An Iraqi girl serving pastries to US troops in Baghdad.

The reversal was stunning, though little noticed. On June 13, three days after extremists bombed the sacred Shi'ite shrine in Samarra, cleric Moqtada al Sadr called for a mass march on the city by Shi'ites. Shi'ites shall make a pilgrimage to Samarra the first week of July, he declared, and defend the shrine.

American troops and Iraqi security forces in Samarra hardly knew what to do. Already Sunni extremists were unleashing daily attacks in Samarra and on the roads around the city. What would they do to a column of Shi'ite pilgrims heading into the city, with perhaps Sadr himself at the head?
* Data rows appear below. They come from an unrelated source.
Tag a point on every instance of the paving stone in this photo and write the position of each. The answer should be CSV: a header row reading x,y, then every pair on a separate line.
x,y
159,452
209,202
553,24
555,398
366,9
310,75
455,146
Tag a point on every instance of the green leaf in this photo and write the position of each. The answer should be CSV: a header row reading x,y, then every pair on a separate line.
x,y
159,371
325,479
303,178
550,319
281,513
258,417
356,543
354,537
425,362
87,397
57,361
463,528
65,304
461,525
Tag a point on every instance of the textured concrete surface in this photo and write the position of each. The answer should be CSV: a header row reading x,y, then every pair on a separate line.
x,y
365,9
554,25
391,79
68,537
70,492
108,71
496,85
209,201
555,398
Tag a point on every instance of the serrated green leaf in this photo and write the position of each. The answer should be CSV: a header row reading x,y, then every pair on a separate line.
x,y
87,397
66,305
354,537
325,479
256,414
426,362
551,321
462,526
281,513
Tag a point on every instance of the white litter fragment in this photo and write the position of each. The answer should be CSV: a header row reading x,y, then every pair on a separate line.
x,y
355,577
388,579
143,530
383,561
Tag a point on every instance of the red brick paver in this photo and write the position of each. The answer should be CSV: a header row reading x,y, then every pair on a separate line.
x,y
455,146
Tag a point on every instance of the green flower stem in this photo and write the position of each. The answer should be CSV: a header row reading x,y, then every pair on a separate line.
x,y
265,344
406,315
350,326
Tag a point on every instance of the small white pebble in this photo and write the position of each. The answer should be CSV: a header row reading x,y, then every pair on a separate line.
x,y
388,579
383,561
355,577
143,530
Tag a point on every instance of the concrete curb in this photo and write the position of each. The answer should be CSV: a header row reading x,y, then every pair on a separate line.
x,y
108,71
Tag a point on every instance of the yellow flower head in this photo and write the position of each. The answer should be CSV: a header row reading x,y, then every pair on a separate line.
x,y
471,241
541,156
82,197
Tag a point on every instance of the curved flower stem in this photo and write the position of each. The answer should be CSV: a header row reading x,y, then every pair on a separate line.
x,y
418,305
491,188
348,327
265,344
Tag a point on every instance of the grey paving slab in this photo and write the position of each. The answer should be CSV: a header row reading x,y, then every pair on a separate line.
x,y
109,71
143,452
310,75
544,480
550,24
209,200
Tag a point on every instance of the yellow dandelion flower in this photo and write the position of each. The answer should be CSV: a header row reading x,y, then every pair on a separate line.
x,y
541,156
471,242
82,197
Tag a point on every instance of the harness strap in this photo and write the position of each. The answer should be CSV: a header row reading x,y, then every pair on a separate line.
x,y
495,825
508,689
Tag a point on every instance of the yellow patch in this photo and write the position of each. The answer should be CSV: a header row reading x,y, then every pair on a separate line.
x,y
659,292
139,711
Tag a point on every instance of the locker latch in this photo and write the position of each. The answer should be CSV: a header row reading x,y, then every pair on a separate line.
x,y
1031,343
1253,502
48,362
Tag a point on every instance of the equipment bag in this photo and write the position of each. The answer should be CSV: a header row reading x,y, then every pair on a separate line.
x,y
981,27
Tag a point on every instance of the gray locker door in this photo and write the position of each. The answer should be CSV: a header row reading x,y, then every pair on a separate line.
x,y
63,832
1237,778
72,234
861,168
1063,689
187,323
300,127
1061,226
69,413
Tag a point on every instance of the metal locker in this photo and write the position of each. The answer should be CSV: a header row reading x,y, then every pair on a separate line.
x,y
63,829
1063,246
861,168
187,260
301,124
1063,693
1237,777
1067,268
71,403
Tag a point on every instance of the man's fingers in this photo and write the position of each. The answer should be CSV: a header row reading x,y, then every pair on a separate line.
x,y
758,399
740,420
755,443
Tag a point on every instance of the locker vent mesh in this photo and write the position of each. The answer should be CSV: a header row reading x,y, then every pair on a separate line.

The scene would be the kind of chaos in Iraq that sometimes leaves hundreds dead.

Appeals to Sadr went up from Baghdad. Lawmakers, government officials and prominent Sunni figures urged him to reconsider. At least postpone, they said; to do this now invites disaster. Days passed. Tensions rose. Then, on June 29, Sadr issued word from his home mosque Kufa. The march will be put off, Sadr said, since the road to Samarra is too unsafe to travel.

Sadr's move effectively stopped another bloody tragedy from unfolding in Iraq and even seemed to crack the door on sectarian reconciliation, marking some of the first good news to surface in Iraq for some time. Recent days have brought other signs of progress for the country, even amid persisting scenes of violence and desperation that make up daily life here.
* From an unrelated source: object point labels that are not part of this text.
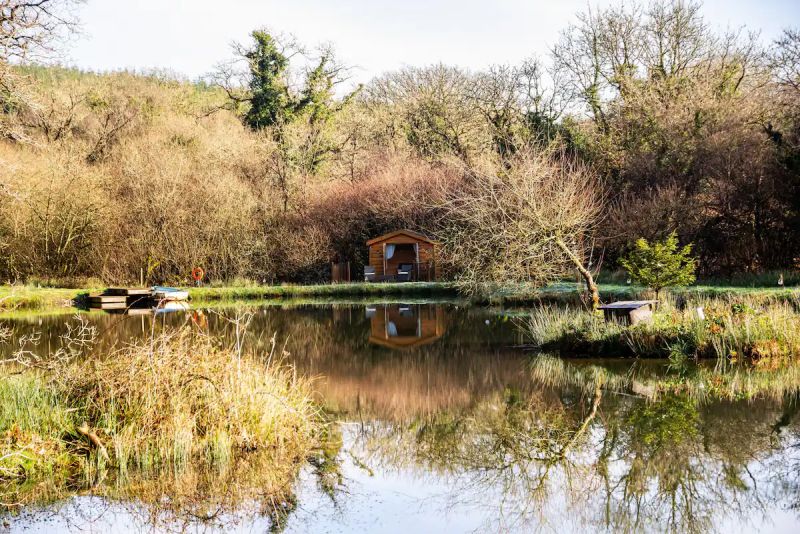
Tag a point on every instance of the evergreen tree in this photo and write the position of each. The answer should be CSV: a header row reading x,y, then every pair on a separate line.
x,y
270,100
661,264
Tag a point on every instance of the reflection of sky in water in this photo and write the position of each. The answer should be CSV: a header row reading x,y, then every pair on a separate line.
x,y
406,499
464,372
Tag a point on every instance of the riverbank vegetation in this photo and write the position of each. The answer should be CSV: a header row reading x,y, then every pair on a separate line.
x,y
759,332
268,171
154,410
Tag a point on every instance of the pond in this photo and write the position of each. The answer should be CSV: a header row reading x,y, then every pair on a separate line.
x,y
442,422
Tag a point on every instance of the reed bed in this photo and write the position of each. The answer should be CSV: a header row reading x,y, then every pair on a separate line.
x,y
764,332
178,401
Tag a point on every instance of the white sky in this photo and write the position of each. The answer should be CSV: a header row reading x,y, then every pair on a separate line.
x,y
188,37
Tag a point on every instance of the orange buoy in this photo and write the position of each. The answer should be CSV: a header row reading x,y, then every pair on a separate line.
x,y
198,273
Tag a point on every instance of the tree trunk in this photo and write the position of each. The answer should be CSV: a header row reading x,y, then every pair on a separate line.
x,y
587,276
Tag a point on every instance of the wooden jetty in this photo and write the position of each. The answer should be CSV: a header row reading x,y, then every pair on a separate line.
x,y
122,298
629,311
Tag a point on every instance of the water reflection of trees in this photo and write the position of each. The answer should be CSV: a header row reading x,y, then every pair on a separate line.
x,y
534,439
618,462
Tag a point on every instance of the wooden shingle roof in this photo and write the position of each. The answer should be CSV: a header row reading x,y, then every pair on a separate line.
x,y
408,233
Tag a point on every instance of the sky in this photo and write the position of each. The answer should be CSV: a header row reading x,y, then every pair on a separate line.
x,y
189,37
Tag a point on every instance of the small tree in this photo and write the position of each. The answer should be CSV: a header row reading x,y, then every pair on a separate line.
x,y
661,264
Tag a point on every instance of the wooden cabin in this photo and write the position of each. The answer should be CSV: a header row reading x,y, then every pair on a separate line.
x,y
401,256
401,326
Civilian deaths in Iraq dropped 36% in June, according to statistics made public by the Ministry of Interior. Violence across Iraq last month left at least 1,227 civilians dead, the ministry said. In May, the figure was 1,949. The trend seems to suggest that the influx of U.S. troops to Iraq has put militants on the run to some degree. U.S. forces say they control roughly half of Baghdad's neighborhoods, whereas earlier they acknowledged that up to three-fourths of the capital was beyond their reach.
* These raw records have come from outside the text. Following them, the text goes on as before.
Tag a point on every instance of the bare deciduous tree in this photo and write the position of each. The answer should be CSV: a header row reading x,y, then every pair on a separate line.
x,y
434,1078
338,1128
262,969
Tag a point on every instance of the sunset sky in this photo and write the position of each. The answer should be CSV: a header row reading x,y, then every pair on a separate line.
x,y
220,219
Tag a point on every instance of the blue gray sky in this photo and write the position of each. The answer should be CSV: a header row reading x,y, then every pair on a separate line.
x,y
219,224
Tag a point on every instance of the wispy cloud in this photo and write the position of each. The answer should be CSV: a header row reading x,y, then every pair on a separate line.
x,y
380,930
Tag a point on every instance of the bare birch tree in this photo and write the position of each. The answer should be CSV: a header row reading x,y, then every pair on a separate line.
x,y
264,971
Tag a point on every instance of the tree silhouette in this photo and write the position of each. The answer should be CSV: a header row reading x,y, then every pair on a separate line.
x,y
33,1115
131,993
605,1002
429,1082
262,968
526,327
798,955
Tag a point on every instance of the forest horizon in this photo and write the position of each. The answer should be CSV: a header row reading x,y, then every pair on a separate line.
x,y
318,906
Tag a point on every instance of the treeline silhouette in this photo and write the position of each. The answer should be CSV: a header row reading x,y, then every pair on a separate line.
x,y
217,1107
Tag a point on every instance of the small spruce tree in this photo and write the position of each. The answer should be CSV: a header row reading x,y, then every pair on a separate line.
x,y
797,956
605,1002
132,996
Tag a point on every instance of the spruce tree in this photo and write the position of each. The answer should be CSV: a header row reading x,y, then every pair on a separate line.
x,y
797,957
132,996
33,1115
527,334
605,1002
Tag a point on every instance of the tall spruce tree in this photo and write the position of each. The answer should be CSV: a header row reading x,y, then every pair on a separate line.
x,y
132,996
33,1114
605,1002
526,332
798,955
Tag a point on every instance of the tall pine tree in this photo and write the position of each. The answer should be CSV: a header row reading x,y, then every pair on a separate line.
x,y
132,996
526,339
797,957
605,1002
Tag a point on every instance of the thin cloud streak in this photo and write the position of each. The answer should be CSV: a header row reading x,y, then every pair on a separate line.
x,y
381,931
And Tuesday Iraqi Prime Minister Nouri al-Maliki said his cabinet had finally approved a draft of a new revenue-sharing oil law the White House sees as a key to reconciliation. The announcement came as a surprise after the measure had languished for months amid intense fighting among factions representing Iraq's Kurds, Shi'ites and Sunnis.

To be sure, the fate of the oil law remains uncertain as Iraq's parliament gets set to debate the legislation. It may stall like other political initiatives pressed by Washington, such as provincial elections and sectarian reconciliation. And violence may rise again. Sadr ordered a postponement, not an abandonment, of the march on Samarra. And the possibility of some terrible carnage in Iraq is always near. A few bad days of car bombings and murders could easily raise the civilian death toll in Iraq to numbers high enough to erase the gains. But for those watching Iraq's situation closely, even small and potentially ephemeral signs of progress are worth taking note of as the September deadline for the military's situation report nears.